Ever been watching a news story, and your wife says something, but it

doesn't register clearly? Ever been talking to your wife while a

news story is on, and the news story did not register clearly?

These are the EXACT same sounds, only you heard them qualitatively

differently.

If you are being a "good" audiophile - not thinking

about anything else but that song, there are still so many notes flying

around and so much harmony put together that you could never discern

any qualitive difference between frequencies that came in delayed by 3

ms.

Using this logic you are claiming that we should

all be listening to Bose because we should be so intuned to the music

that we can ignore all other distortions.

By the way, it

is only when these delayed pitches mix that we encounter a "noise"

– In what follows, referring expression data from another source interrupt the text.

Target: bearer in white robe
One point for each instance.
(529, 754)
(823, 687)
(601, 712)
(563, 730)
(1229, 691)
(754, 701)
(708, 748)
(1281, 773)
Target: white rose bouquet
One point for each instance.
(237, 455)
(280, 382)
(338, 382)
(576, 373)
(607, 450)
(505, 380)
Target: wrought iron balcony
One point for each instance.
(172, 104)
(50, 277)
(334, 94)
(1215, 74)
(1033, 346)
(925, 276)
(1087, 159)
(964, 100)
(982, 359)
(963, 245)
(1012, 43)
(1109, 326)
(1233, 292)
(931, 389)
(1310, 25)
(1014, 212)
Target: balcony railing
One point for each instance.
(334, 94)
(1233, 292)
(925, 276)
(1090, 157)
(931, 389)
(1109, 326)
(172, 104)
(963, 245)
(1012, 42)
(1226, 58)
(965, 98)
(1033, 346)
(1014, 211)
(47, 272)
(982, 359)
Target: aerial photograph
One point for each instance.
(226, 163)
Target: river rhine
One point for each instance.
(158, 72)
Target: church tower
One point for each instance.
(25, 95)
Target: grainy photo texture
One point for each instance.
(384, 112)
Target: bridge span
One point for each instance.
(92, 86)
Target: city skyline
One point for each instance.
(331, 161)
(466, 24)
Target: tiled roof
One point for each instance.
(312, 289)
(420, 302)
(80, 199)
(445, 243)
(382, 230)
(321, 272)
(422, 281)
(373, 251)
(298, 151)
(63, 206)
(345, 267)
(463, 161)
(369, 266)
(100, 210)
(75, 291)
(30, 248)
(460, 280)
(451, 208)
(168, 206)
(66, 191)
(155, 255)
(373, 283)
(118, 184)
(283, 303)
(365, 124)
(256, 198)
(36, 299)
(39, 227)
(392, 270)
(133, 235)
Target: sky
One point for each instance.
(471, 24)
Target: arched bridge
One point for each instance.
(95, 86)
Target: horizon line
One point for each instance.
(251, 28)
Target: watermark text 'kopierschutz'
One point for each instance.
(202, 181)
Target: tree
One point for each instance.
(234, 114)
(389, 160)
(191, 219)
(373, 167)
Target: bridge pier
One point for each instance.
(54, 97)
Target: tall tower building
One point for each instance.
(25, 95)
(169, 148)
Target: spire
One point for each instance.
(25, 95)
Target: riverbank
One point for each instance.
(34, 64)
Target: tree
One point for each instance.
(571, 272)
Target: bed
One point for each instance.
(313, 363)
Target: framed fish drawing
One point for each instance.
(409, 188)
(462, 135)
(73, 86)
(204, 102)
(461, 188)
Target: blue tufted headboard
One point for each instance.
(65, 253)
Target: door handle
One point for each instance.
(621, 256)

experience. Noise is just a perception of one or more sounds that

do not "fit in."

What is the frequency of an "A?"

Obviously it is in waves/sec. Graph the "A" and graph another "A"

on top of the old "A" but adjusted to the right by 3/1000 of a

second. The intersections create a new tone. (no, they create the same tome, but a new amplitude).

You have a new amplitude and wavelength. What are they?

I'll bet the new amplitude and wavelength is so utterly close to the

original "A" it's not funny. (the amplitude will

change anywhere between negative infinity and +3 dB and is a function

of the delay only! If you take a 20,000Hz tone playing at 10000000 dB

and shift it right by any multiple of 0.000025 seconds, you will

achieve a net output of 0dB. If you were to shift it right by a

multiple of 0.0001 seconds then you will achieve an increase of 3dB)

Compare (1) the variation in frequency of the "new" note from the

original "A" and (2) the variation in frequency of the "new note"

from the "B flat" that follows up the line from our old "A." I

bet the variance shows the "new" note is real snug up against the old

"A" and miles apart (relatively) from the "B flat."

It

would be like taking a trip to the grocery store versus

trying to travel outside our galaxy.

Y'up. I'm sceptical of this theory. If you want to talk 50ms delay... that's different.

Sorry to be blunt, but it's apparent that you don't even understand the

most fundamental concepts of wave mechanics...something everyone in

Illinois is supposed to learn in high school physics. So these

misconceptions are hardly those of "common-sense" considering most

people are beyond a high school education.

I am curious though as to why you are so adamently opposed to the

concept of time-delay. I can only imagine that it stems from someone's

personal enjoyment of khorns...and the conclusions of time-delay aren't

sufficient to warrant the khorn an awful sounding speaker! In fact, I

attribute the time-delay as being a number one reason why the khorn

sounds so good with drums. The conclusions are however sufficient to

claim that a compromise is being made when one chooses dynamics over

the time-delay (ie khorn versus cornwall)......

But time-delay doesn't even have to be a compromise because we can

easily account for it with active processing and bi-amping. And since

so many people are already bi-amping and noticing huge improvements, it

baffles me that more aren't doing it. Heck, even Roy Delgado (head

engineer dude at klipsch) is time-correcting his khorns (and jubilee)

and even suggested to the people visiting the plant that they will

notice marked improvements if they do the same.